The adjusted R-squared was 0.162.
The residual standard error was approximately 7.71, indicating that predicted values were off by about 7.71 mentally unhealthy days on average.
The overall F-test was 46.08 with 29 and 6717 degrees of freedom (p < 0.001), indicating that the model as a whole was statistically significant.
tidy(model_full)
## # A tibble: 30 × 5
## term estimate std.error statistic p.value
## <chr> <dbl> <dbl> <dbl> <dbl>
## 1 (Intercept) 10.4 0.818 12.7 1.15e- 36
## 2 physhlth_days 0.252 0.0113 22.3 1.02e-106
## 3 bmi 0.0341 0.0148 2.29 2.18e- 2
## 4 sexFemale 1.57 0.191 8.24 2.08e- 16
## 5 exerciseYes -0.800 0.241 -3.32 9.15e- 4
## 6 age_group25-29 -0.605 0.576 -1.05 2.94e- 1
## 7 age_group30-34 -1.34 0.574 -2.34 1.95e- 2
## 8 age_group35-39 -1.39 0.544 -2.55 1.09e- 2
## 9 age_group40-44 -2.32 0.552 -4.20 2.74e- 5
## 10 age_group45-49 -3.20 0.552 -5.81 6.55e- 9
## # ℹ 20 more rows
Holding all other variables constant, each additional physically unhealthy day was associated with an average increase of 0.26 mentally unhealthy days.

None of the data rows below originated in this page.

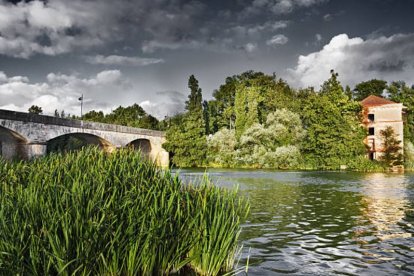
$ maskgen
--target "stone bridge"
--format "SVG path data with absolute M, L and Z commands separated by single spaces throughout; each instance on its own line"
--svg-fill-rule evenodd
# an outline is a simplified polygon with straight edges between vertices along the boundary
M 132 146 L 160 166 L 168 166 L 164 132 L 0 110 L 0 155 L 30 159 L 45 155 L 56 139 L 76 137 L 106 151 Z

Holding all else constant, a one-unit increase in BMI was associated with 0.03 more mentally unhealthy days.
Holding all other variables constant, females reported 1.57 more mentally unhealthy days on average compared with males.

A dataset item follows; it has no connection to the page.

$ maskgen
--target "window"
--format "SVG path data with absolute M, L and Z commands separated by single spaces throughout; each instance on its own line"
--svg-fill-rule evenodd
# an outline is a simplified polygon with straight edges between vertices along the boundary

Respondents who reported any exercise had 0.80 fewer mentally unhealthy days on average compared with those who did not exercise.
Anova(model_full, type = "III")
## Anova Table (Type III tests)
##
## Response: menthlth_days
## Sum Sq Df F value Pr(>F)
## (Intercept) 9616 1 161.8925 < 2.2e-16 ***
## physhlth_days 29650 1 499.1802 < 2.2e-16 ***
## bmi 313 1 5.2668 0.021766 *
## sex 4031 1 67.8684 < 2.2e-16 ***
## exercise 653 1 11.0019 0.000915 ***
## age_group 25927 12 36.3740 < 2.2e-16 ***
## income 3447 6 9.6721 1.258e-10 ***
## education 452 4 1.9027 0.107064
## smoking 3426 3 19.2258 2.075e-12 ***
## Residuals 398979 6717
## ---
## Signif. codes: 0 '***' 0.001 '**' 0.01 '*' 0.05 '.' 0.1 ' ' 1
Using Type III partial sums of squares, I evaluated the independent contribution of each predictor after adjusting for all other variables in the model.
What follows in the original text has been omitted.